I'm glad you are asking these questions. People are wording their replies strongly because you are working with chemicals that are beneficial in the right amounts, and potentially lethal in the wrong amounts. You need to know what you are doing when you are curing meat. If you do not cure the meat properly, botulism can sicken or kill you. If you do not use the right amount of cure, the nitrite and nitrate can sicken or kill you.
I am a food historian. I, for one, would love to see the old recipes you have referred to. There are home curers, hobbyists, who think that, because people ate cured meat their entire lives that was cured with the old recipes and survived, that they did so with no ill effects. This is not true.

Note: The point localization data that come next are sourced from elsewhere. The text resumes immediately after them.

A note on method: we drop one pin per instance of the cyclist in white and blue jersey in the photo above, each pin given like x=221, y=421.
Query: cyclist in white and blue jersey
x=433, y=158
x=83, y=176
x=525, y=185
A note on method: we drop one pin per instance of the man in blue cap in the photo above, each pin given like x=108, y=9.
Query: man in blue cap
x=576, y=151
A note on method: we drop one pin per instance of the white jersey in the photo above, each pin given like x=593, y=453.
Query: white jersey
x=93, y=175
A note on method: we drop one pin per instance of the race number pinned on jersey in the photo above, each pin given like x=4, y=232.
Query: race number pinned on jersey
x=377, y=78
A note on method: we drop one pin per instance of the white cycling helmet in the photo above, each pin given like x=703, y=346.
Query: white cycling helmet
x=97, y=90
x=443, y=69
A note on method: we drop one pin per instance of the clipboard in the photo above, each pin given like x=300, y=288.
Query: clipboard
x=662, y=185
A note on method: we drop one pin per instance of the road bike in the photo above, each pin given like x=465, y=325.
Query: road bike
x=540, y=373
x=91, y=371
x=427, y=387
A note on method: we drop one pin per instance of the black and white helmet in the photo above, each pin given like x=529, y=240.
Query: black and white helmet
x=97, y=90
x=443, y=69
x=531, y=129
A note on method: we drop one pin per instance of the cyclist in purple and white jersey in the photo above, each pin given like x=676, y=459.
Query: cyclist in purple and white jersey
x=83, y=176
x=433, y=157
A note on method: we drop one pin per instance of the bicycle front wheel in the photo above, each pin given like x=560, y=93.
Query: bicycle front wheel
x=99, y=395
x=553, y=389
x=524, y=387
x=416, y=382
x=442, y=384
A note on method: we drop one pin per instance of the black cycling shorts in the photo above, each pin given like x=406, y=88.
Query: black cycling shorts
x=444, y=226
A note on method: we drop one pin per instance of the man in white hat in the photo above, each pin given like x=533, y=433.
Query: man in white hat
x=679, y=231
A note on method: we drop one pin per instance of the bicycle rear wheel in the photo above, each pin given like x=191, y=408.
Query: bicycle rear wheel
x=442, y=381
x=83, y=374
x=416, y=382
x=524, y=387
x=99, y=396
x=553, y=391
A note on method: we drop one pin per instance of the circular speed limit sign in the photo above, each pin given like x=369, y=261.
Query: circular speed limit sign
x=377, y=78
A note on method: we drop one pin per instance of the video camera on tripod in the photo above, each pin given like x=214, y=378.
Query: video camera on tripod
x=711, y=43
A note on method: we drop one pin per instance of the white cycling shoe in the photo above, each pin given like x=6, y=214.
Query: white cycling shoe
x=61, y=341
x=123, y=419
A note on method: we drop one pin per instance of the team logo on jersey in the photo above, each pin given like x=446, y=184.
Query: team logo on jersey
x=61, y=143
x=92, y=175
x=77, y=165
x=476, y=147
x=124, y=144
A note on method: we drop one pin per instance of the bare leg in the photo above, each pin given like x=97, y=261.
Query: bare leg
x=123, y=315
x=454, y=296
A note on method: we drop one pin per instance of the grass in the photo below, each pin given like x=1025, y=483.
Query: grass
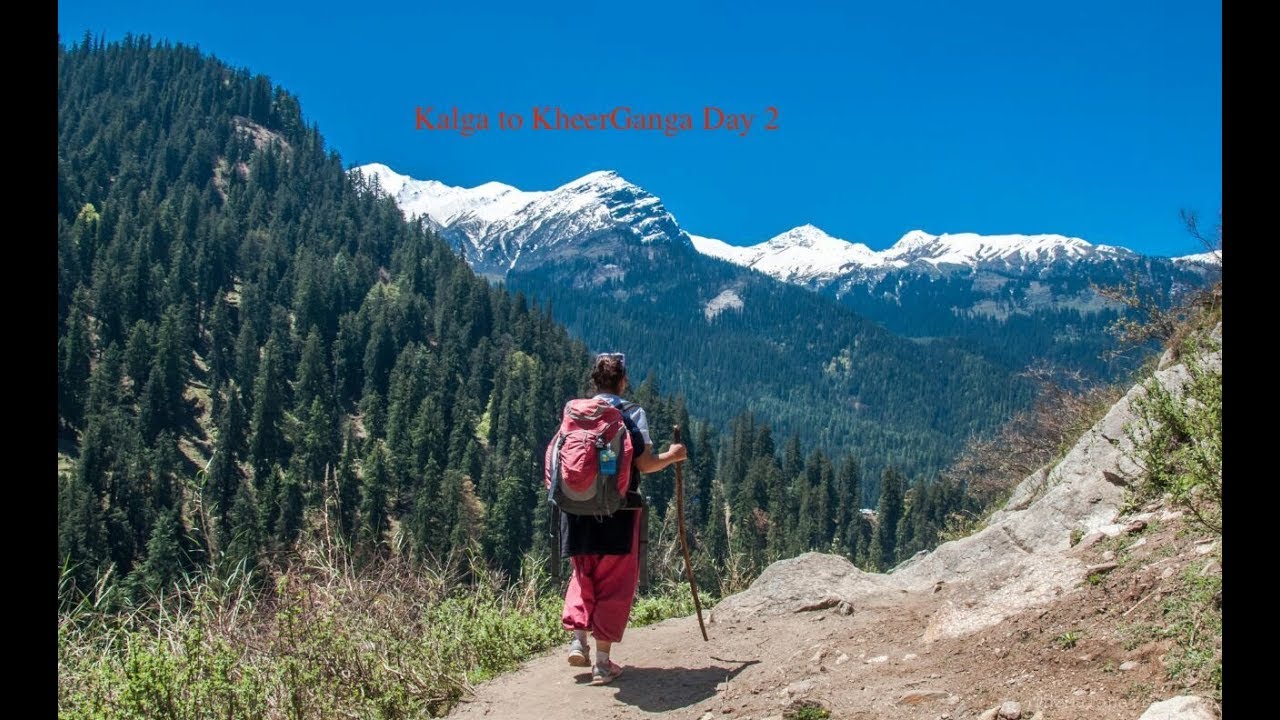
x=1068, y=639
x=807, y=710
x=319, y=639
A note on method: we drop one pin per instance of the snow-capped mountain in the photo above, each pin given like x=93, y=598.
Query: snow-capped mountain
x=807, y=255
x=497, y=226
x=801, y=255
x=1202, y=259
x=1018, y=297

We know from their bones and historical accounts, that people who ate improperly-cured sausages and meat died of botulism, and suffered the effects of long-term nitrite/nitrate toxicity, including, but not limited to erectile dysfunction, infertility, birth defects, lowered bone density, and nerve damage. While you can use the rest of a recipe unchanged, you should ALWAYS recalculate the amounts of nitrites and nitrates (an salt) needed for a proper cure.
I apologize for the lecture, but you need to understand this, Kevin. I'd much rather repeat things you know, than risk you plowing ahead without knowing.